The volume of a spherical balloon grows at a rate of $100\ cm^3/s\ $,what is the growing rate when the radius measures $50cm$.
I already know how to work this out, But I can't understand the problem 100%.
I was thinking about this problem and some doubts came up.
In the following example, the problem already give a related rate, that is, Volume over Time.
But then I thought, If the volume increases 100cm^3/s, The radius is also increasing, as the volume depends on the radius. But the radius will also grow only if the volume increases that is both measures are related.
As both rates are constants, if I change 50cm for 20 cm wouldn't the dr/dt be the same ?
I worked it out for both measures, and the results are not the same, I'm wondering why.
While the volume is increasing, the radius is increasing as well, so If the radius is increasing the dr/dt is changing ?
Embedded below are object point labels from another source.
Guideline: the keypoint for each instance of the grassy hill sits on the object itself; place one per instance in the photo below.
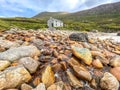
(103, 18)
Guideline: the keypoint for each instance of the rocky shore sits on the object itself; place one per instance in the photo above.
(51, 60)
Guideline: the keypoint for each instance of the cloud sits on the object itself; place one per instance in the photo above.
(29, 8)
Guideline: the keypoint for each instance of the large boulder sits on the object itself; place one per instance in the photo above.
(109, 82)
(29, 64)
(16, 53)
(79, 37)
(13, 77)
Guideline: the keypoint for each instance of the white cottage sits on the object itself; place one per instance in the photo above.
(54, 23)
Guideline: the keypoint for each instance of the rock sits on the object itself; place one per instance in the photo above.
(48, 76)
(115, 61)
(93, 84)
(13, 77)
(79, 37)
(73, 80)
(8, 44)
(36, 81)
(82, 53)
(97, 64)
(103, 60)
(57, 86)
(19, 52)
(80, 70)
(26, 87)
(116, 72)
(57, 67)
(4, 64)
(118, 34)
(29, 64)
(109, 82)
(41, 86)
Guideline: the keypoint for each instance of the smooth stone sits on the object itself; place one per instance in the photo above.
(26, 87)
(109, 82)
(8, 44)
(19, 52)
(97, 64)
(41, 86)
(13, 77)
(116, 72)
(80, 70)
(115, 61)
(4, 64)
(57, 86)
(48, 76)
(83, 54)
(73, 80)
(29, 64)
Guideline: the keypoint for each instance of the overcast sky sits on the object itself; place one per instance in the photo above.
(29, 8)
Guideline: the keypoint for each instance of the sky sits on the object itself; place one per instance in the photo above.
(29, 8)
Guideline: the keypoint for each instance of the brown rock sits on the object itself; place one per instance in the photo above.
(36, 81)
(57, 67)
(109, 82)
(116, 72)
(4, 64)
(82, 53)
(48, 76)
(97, 63)
(57, 86)
(26, 87)
(80, 70)
(115, 61)
(73, 80)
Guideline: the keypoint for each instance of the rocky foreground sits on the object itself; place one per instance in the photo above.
(51, 60)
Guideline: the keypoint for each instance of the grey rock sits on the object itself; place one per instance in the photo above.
(109, 82)
(8, 44)
(30, 64)
(79, 37)
(16, 53)
(13, 77)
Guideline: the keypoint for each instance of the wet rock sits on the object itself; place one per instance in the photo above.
(26, 87)
(115, 61)
(97, 64)
(29, 64)
(82, 53)
(48, 76)
(41, 86)
(19, 52)
(8, 44)
(109, 82)
(4, 64)
(80, 70)
(116, 72)
(13, 77)
(79, 37)
(73, 80)
(57, 86)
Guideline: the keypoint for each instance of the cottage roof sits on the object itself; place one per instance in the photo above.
(54, 19)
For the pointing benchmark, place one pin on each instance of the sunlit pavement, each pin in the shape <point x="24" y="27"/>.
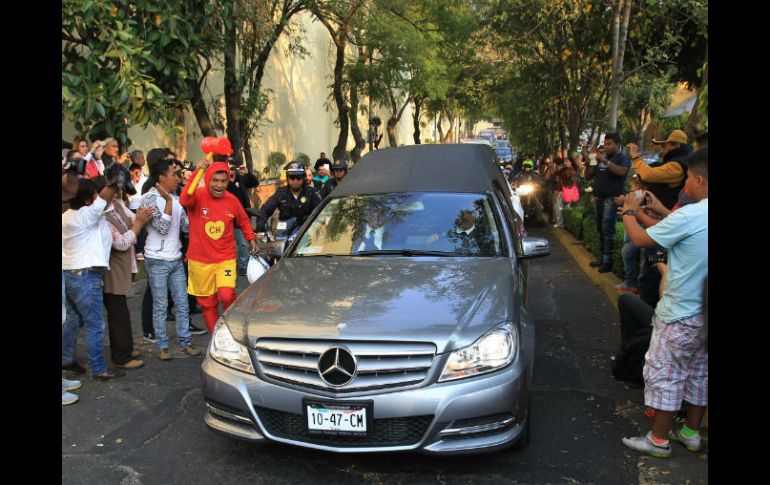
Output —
<point x="148" y="427"/>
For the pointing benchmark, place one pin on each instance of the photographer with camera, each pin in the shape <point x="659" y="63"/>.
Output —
<point x="609" y="169"/>
<point x="676" y="365"/>
<point x="86" y="244"/>
<point x="665" y="179"/>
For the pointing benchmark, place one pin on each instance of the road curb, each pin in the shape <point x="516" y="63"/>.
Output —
<point x="605" y="281"/>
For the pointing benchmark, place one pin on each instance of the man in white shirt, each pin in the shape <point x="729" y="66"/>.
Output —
<point x="676" y="364"/>
<point x="138" y="178"/>
<point x="163" y="257"/>
<point x="86" y="242"/>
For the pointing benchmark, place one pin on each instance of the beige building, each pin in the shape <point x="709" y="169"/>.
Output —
<point x="300" y="119"/>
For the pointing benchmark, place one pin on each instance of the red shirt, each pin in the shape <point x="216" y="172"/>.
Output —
<point x="212" y="221"/>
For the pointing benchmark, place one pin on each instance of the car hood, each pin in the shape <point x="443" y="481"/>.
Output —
<point x="447" y="301"/>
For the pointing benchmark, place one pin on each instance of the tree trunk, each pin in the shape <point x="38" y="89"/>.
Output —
<point x="691" y="127"/>
<point x="355" y="154"/>
<point x="645" y="123"/>
<point x="247" y="155"/>
<point x="339" y="99"/>
<point x="232" y="92"/>
<point x="200" y="111"/>
<point x="622" y="15"/>
<point x="562" y="136"/>
<point x="180" y="142"/>
<point x="416" y="121"/>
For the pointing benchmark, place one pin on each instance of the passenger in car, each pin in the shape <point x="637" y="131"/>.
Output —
<point x="373" y="232"/>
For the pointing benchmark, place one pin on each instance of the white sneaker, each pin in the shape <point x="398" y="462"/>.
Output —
<point x="67" y="385"/>
<point x="692" y="444"/>
<point x="645" y="445"/>
<point x="68" y="398"/>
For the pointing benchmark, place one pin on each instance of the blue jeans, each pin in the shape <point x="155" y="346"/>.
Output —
<point x="84" y="307"/>
<point x="63" y="301"/>
<point x="241" y="249"/>
<point x="630" y="254"/>
<point x="163" y="276"/>
<point x="606" y="215"/>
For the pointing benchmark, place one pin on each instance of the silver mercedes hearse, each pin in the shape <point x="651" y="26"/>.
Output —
<point x="395" y="320"/>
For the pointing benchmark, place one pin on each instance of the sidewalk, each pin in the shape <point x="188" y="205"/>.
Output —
<point x="606" y="281"/>
<point x="683" y="466"/>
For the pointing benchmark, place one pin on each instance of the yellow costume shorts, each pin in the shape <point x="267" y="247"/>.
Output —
<point x="204" y="278"/>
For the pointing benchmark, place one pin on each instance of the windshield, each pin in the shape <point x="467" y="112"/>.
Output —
<point x="411" y="224"/>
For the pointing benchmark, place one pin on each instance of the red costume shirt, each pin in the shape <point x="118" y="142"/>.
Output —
<point x="212" y="221"/>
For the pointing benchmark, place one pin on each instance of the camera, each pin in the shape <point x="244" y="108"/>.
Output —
<point x="76" y="165"/>
<point x="659" y="256"/>
<point x="117" y="174"/>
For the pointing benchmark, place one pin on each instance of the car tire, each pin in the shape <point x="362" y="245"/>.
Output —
<point x="523" y="440"/>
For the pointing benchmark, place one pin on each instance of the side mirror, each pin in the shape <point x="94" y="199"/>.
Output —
<point x="534" y="247"/>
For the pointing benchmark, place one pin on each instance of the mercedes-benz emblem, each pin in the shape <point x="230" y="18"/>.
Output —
<point x="337" y="366"/>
I thought only the radius could variate, not the dr/dt.
I'm very confused.
@RoddyMacPhee As the sphere depends on the $R^3$ and not only on the R, I can say that the variation of the radius of the sphere will never be proportional to the variation of the volume of the sphere, because the radius will never grow proportionally to the rate of variation of the volume, because the volume will increase 100 unidades of $\ cm^3 \ $ per second.
and the radius will always be increasing in a exponential way, that is impossible to determine a ratio between your variation per second.
So, the rate of increase of the radius when it measures 50cm, means how much it increased to get to 50cm, and not a default increase per time until it measures 50 cm.